The maintenance of a database of near-Earth asteroid physical properties, such as size, shape, rotation state, taxonomic class, etc. (EARN).
The development of models, e.g. thermal models, of asteroids and comets to facilitate the interpretation of observational data.
Studies and modeling of the effects of impacts on the Earth.

The orbiting spacecraft, Sancho, of the proposed Don Quijote mission observes the effects of the impact of the second spacecraft, Hidalgo, on a small NEA. Don Quijote has been chosen by the ESA Near-Earth Object Mission Advisory Panel as a feasible and promising mission concept to test the viability of the kinetic impactor approach to NEA deflection. Credit: ESA.

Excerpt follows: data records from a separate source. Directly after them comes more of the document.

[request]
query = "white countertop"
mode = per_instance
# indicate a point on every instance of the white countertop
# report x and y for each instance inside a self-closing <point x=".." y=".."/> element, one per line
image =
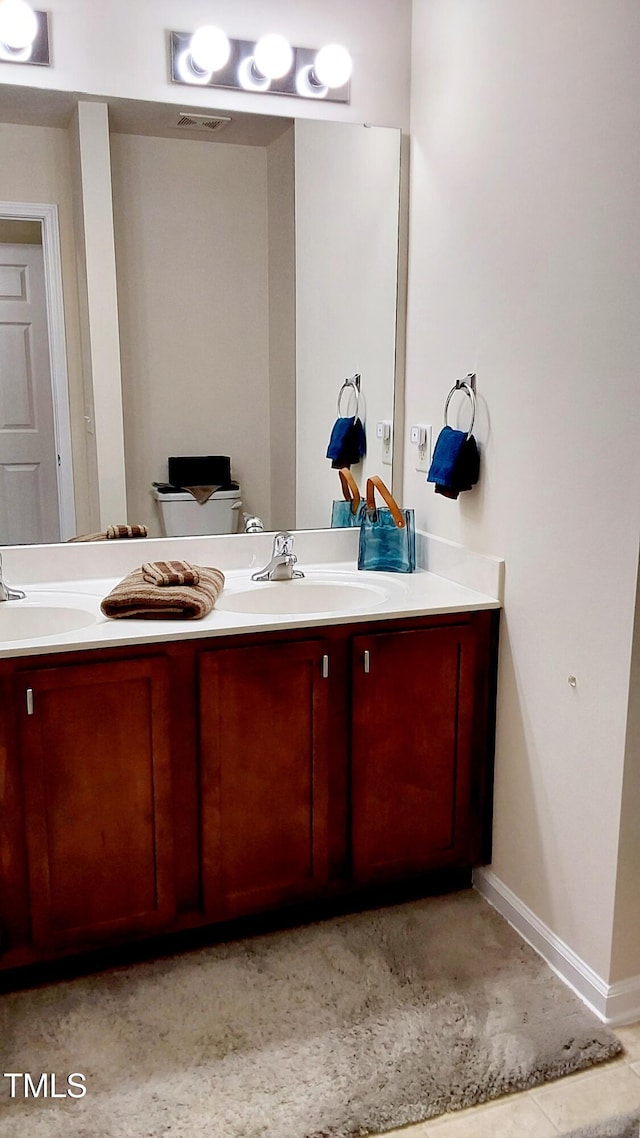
<point x="387" y="595"/>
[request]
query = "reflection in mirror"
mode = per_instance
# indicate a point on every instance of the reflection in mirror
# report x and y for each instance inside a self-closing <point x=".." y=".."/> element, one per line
<point x="256" y="269"/>
<point x="35" y="460"/>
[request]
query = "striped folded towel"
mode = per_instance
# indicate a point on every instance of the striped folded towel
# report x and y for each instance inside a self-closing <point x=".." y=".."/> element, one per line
<point x="140" y="596"/>
<point x="113" y="533"/>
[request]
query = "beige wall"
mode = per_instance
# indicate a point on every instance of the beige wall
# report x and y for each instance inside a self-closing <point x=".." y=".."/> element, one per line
<point x="626" y="922"/>
<point x="525" y="228"/>
<point x="346" y="278"/>
<point x="190" y="230"/>
<point x="91" y="52"/>
<point x="281" y="329"/>
<point x="35" y="165"/>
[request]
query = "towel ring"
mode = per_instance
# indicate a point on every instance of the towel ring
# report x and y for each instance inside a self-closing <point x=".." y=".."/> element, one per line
<point x="352" y="384"/>
<point x="461" y="385"/>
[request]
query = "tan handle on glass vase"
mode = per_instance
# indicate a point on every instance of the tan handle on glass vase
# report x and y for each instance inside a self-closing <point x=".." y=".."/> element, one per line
<point x="350" y="489"/>
<point x="376" y="484"/>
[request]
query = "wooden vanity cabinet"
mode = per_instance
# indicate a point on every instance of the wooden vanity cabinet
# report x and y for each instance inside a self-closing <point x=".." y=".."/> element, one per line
<point x="415" y="756"/>
<point x="150" y="789"/>
<point x="264" y="768"/>
<point x="97" y="800"/>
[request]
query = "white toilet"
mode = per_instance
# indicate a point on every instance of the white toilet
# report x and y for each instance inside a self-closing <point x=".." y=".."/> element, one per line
<point x="182" y="517"/>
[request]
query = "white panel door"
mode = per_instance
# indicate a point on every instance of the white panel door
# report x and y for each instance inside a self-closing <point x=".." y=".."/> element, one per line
<point x="29" y="484"/>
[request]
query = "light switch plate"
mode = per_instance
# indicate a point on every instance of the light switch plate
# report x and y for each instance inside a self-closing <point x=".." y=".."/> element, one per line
<point x="424" y="452"/>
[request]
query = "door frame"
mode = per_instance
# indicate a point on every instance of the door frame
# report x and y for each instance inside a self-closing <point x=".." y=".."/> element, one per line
<point x="47" y="214"/>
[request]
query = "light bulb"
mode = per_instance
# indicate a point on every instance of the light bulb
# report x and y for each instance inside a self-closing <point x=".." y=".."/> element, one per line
<point x="18" y="24"/>
<point x="273" y="56"/>
<point x="333" y="65"/>
<point x="210" y="48"/>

Participation of Department staff in high-level committees and working groups of space agencies and other organizations, e.g. ESA Near-Earth Object Mission Advisory Panel, United Nations Committee on the Peaceful Uses of Outer Space Action Team on Near-Earth Objects, the International Astronautical Federation Technical Committee on Near-Earth Objects.
The supervision of doctoral students working in relevant research fields.
Public outreach: contributions to responsible TV, radio, and press coverage of developments in the field; lectures and talks at universities and public events, and talks to school and other interested groups.